Siempre he pensado que la psicología era esa gran promesa, la panacea del siglo XXI, el chaleco salvavidas en un mar de crisis existenciales. Spoiler: no lo fue. Y no porque no haya puesto de mi parte, ojo. Me leí los libros, hice los ejercicios, respiré profundamente y hasta mantuve un diario emocional que parecía escrito por un adolescente en plena revolución hormonal. Pero aquí estamos, soledad intacta, corazón con más grietas que una carretera secundaria y la cuenta bancaria más ligera que mis expectativas en terapia.
Cuando empecé este viaje, me dijeron que todo era cuestión de "gestionar mis emociones". Como si el vacío existencial se organizara en archivadores y un simple "déjalo fluir" fuera suficiente para que el nudo en la garganta desapareciera. Me dieron frases motivacionales, técnicas de respiración y, cómo no, la estrella de la función: la validación emocional. "Es normal sentirse así", me decían. Ah, perfecto, entonces ya está. Estoy en mi derecho de sentirme como un figurante de película triste, ¿pero alguien me dice cómo se soluciona?
Probé con varios psicólogos, cada uno con su estilo. Uno me hablaba de la importancia del "autoconocimiento", otro me vendía el mindfulness como si fuera el Santo Grial, y otro insistía en que todo se resolvía con "reencuadrar mis pensamientos". A todos les di una oportunidad, pero al final sentía que me daban herramientas genéricas para problemas que no se arreglan con teoría.

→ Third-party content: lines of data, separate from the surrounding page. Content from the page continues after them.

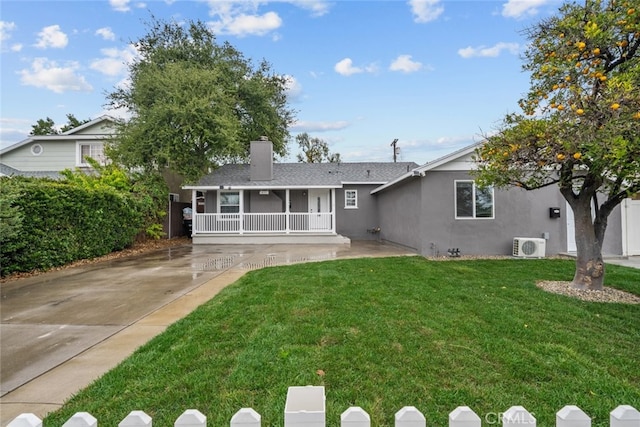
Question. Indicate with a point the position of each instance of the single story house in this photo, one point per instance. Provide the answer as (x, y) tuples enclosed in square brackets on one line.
[(435, 209)]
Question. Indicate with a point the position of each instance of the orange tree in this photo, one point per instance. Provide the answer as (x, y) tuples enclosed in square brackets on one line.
[(580, 125)]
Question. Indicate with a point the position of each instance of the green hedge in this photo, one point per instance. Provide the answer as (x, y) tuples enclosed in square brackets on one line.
[(45, 224)]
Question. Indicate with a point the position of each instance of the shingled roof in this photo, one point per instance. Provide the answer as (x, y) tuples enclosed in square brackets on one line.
[(290, 175)]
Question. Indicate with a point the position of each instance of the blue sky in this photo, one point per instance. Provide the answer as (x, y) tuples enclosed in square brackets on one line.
[(435, 74)]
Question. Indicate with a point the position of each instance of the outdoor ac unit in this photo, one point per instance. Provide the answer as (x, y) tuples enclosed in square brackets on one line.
[(528, 247)]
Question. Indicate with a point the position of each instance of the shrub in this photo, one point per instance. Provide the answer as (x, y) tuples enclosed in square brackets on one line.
[(47, 223)]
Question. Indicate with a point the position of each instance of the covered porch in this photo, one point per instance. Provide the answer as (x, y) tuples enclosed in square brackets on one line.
[(264, 215)]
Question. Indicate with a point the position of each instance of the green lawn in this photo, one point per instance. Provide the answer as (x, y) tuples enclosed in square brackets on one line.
[(383, 334)]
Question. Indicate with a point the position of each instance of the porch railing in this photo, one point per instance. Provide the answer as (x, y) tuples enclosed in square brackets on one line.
[(279, 222)]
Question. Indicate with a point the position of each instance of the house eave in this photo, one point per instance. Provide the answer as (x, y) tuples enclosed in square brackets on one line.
[(255, 187)]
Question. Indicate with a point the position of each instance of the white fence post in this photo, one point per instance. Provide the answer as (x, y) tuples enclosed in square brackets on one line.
[(624, 416), (463, 416), (409, 416), (355, 417), (81, 419), (136, 419), (26, 420), (246, 417), (572, 416), (517, 416), (191, 418), (305, 407)]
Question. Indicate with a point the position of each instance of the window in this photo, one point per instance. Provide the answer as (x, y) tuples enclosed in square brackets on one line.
[(351, 199), (94, 150), (229, 202), (473, 201)]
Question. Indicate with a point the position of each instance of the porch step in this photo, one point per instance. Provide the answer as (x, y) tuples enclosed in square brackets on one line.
[(304, 239)]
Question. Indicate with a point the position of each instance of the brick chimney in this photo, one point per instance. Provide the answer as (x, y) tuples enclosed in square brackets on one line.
[(261, 154)]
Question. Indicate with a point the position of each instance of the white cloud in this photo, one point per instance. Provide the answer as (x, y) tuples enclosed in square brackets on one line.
[(293, 88), (242, 18), (52, 36), (519, 8), (106, 33), (489, 52), (345, 67), (252, 24), (317, 7), (405, 64), (305, 126), (426, 10), (120, 5), (59, 79), (115, 61)]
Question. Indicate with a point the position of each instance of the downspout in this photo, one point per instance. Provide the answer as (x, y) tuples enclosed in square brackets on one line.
[(194, 211)]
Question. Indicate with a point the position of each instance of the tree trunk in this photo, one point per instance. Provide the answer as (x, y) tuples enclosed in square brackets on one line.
[(589, 263)]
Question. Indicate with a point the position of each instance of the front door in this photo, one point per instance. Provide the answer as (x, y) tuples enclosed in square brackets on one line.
[(319, 212)]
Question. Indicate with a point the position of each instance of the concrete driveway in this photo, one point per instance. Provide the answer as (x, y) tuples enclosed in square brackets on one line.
[(62, 330)]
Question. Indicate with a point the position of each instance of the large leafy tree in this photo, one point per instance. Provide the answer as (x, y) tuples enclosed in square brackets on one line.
[(314, 150), (580, 127), (195, 103)]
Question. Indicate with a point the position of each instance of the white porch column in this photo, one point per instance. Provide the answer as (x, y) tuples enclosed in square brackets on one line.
[(286, 211), (241, 211), (194, 211)]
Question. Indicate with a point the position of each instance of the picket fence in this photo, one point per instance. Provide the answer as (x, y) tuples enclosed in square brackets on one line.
[(305, 408)]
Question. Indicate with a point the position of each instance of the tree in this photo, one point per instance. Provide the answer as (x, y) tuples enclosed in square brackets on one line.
[(581, 124), (314, 150), (196, 104), (48, 127), (72, 123)]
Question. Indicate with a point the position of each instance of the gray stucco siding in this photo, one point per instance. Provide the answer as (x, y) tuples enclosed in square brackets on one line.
[(431, 227), (400, 214), (517, 213), (354, 222)]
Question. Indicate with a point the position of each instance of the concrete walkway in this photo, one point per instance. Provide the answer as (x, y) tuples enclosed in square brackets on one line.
[(63, 330)]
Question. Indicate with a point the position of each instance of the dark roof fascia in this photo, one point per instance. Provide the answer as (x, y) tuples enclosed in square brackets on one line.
[(255, 187), (104, 118), (45, 138), (422, 170), (65, 136)]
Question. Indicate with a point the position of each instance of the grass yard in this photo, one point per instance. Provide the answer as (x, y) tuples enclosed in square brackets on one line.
[(383, 334)]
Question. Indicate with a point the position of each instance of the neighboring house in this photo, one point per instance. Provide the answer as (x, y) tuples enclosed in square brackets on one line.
[(47, 155), (431, 209)]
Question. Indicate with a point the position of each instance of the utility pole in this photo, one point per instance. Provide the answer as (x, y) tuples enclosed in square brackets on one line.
[(395, 150)]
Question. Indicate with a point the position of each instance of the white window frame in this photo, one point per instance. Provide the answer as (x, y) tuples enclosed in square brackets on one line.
[(351, 195), (98, 156), (474, 205)]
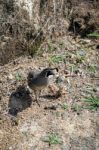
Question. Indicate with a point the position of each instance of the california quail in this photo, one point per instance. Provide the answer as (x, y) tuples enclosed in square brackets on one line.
[(37, 80)]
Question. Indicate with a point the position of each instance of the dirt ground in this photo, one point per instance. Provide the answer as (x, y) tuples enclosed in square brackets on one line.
[(24, 125)]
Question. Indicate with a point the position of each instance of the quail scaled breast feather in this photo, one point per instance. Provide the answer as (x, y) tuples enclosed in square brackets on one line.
[(39, 79)]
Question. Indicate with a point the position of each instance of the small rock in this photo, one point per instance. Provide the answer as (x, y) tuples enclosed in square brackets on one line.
[(10, 77)]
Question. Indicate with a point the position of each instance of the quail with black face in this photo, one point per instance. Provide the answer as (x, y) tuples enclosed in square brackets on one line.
[(38, 80)]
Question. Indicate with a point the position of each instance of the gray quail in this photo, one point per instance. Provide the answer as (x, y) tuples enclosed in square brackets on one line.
[(38, 80)]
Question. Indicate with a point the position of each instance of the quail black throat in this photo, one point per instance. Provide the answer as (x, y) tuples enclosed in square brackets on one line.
[(38, 80)]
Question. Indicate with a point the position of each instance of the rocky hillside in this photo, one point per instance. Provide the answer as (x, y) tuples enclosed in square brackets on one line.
[(26, 24)]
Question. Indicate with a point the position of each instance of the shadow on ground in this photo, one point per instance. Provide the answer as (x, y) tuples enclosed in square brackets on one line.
[(19, 100)]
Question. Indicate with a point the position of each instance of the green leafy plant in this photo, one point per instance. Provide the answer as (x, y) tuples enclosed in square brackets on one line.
[(52, 139), (18, 77), (65, 106), (76, 107), (57, 58), (94, 34), (92, 103)]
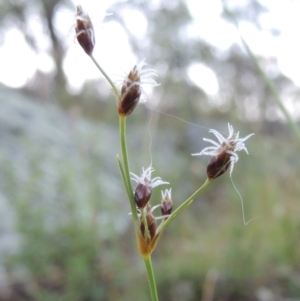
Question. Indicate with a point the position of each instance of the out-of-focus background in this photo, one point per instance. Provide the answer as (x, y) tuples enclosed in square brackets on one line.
[(65, 232)]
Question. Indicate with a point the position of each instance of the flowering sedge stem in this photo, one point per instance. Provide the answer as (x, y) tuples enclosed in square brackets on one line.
[(113, 86), (183, 206), (125, 168), (151, 278)]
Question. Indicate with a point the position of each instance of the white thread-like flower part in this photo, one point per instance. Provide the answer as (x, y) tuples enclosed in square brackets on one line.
[(229, 145)]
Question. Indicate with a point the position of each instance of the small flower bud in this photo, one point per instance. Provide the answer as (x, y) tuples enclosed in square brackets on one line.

También me hablaron de la importancia de "salir y conocer gente". Que si eventos sociales, que si apps para hacer amigos, que si entablar conversación con desconocidos en la cola del supermercado como si la vida fuera una comedia romántica. Lo intenté, de verdad. Me metí en grupos de actividades, fui a quedadas de gente "afín" (mentira, no lo eran) y hasta intenté que la conversación con el camarero del bar durara más de dos frases. ¿Resultado? Conversaciones forzadas, contactos efímeros y una sensación aún mayor de que, al final, la conexión genuina no se consigue con una pauta de manual. Ah, y muchísimo ghosting, porque al parecer, hoy en día la gente desaparece más rápido que mis ganas de seguir intentándolo.
Y es que la soledad no deseada es la epidemia silenciosa de nuestro tiempo. Nos venden la independencia emocional como si fuera un superpoder, pero en realidad nos estamos acostumbrando a vivir en burbujas de individualismo donde el vínculo humano se ha vuelto un lujo. No es solo un problema personal, es social. La gente ya no sabe cuidar afectos, mantener lazos o, peor aún, asumir la responsabilidad afectiva que conlleva conectar con alguien. Nos hemos vuelto maestros en los mensajes sin responder, en los “ya quedaremos” que nunca llegan y en los afectos con fecha de caducidad.
No digo que la psicología no sirva, que nadie se me ofenda. Seguro que hay gente a la que le ha cambiado la vida, que ha salido de terapia convertida en una versión iluminada de sí misma. Pero para mí, gestionar la soledad con herramientas psicológicas fue como intentar reparar una tubería rota con tiritas. Al final, la fuga sigue ahí y tú acabas empapado.
Así que aquí estoy, sin un manual de instrucciones efectivo, pero con la certeza de que la soledad no se "gestiona", se sobrevive. Y a veces, la mejor terapia es un café con alguien que te escuche sin cobrarte por hora.